- Interactive map of Coicoyán de las Flores
- Country: Mexico
- State: Oaxaca

Area
- • Total: 105.89 km^{2} (40.88 sq mi)

Population (2020)
- • Total: 9,563

= Coicoyán de las Flores =

Coicoyán de las Flores is a town and municipality in Oaxaca in south-western Mexico. The municipality covers an area of 105.89 km2 and is part of the Juxtlahuaca district of the Mixteca Region. As of the 2020 census, the municipality had a total population of 9,563, up from 8,531 in 2010 and 7,598 in 2005.

==History==
The foundation of this town is unknown for certain since there is no written record. According to local oral tradition, a hill called El Gachupín is associated with a Spanish force that threatened general Vicente Guerrero while he was at a ranch in Ahuajutla, using metal from local mines to coin money from gold, copper, and silver. Guerrero reportedly waited for an opportunity to attack the Spanish forces at Azompa under cover of darkness, achieving victory the following morning and taking prisoners to a camp at Xonacatlán. As this account rests solely on oral tradition and a single, no-longer-accessible source, it should be treated as local legend rather than established history.

==Demographics==
As of the 2020 Mexican census, an estimated 89.8% of the municipality's population aged three and over spoke an indigenous language, overwhelmingly Mixtec (8,572 speakers), with small numbers of Zapotec and Mixe speakers also recorded.

==Poverty and human development==
Coicoyán de las Flores has repeatedly been identified by Mexico's National Council for the Evaluation of Social Development Policy (CONEVAL) as one of the country's most impoverished municipalities. In CONEVAL's 2020 municipal poverty assessment, published in December 2021, it was named alongside San Simón Zahuatlán (Oaxaca) and Cochoapa el Grande (Guerrero) as one of the three Mexican municipalities with the highest proportion of the population in extreme poverty, at approximately 99%.

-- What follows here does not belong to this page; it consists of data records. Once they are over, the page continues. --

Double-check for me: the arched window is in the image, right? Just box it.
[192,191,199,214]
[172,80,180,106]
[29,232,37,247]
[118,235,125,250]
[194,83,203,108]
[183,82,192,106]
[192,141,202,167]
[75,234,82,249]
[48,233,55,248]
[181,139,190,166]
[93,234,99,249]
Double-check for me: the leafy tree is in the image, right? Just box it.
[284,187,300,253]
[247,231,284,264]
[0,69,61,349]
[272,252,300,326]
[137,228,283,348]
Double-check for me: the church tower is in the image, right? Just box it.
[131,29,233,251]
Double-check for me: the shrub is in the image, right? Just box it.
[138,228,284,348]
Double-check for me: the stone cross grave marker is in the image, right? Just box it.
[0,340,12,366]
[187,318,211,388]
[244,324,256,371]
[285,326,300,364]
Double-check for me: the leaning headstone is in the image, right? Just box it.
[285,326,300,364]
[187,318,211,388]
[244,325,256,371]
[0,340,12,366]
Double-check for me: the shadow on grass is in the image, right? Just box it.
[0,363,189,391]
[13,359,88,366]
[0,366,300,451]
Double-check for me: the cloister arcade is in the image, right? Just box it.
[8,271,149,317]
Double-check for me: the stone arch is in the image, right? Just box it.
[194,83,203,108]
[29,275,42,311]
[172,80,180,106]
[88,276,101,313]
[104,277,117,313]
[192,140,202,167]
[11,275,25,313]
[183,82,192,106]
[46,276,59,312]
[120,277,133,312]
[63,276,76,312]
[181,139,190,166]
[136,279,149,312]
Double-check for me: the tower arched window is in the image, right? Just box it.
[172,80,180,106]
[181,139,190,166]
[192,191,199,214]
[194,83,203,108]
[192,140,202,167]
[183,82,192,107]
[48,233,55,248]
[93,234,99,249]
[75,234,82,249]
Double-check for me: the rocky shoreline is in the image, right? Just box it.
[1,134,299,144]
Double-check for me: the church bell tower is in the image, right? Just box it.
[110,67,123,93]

A study cited by the investigative outlet Contralínea, attributed to a joint project of the United Nations Development Programme and Mexico's National Commission for the Development of Indigenous Peoples, reported a Human Development Index of 0.4455 for the municipality, comparable to figures recorded in parts of Sub-Saharan Africa.

==Government==
Coicoyán de las Flores is one of the municipalities in Oaxaca that elects its municipal authorities under Sistemas Normativos Indígenas (Indigenous Normative Systems, also known as usos y costumbres), rather than through political party-based elections.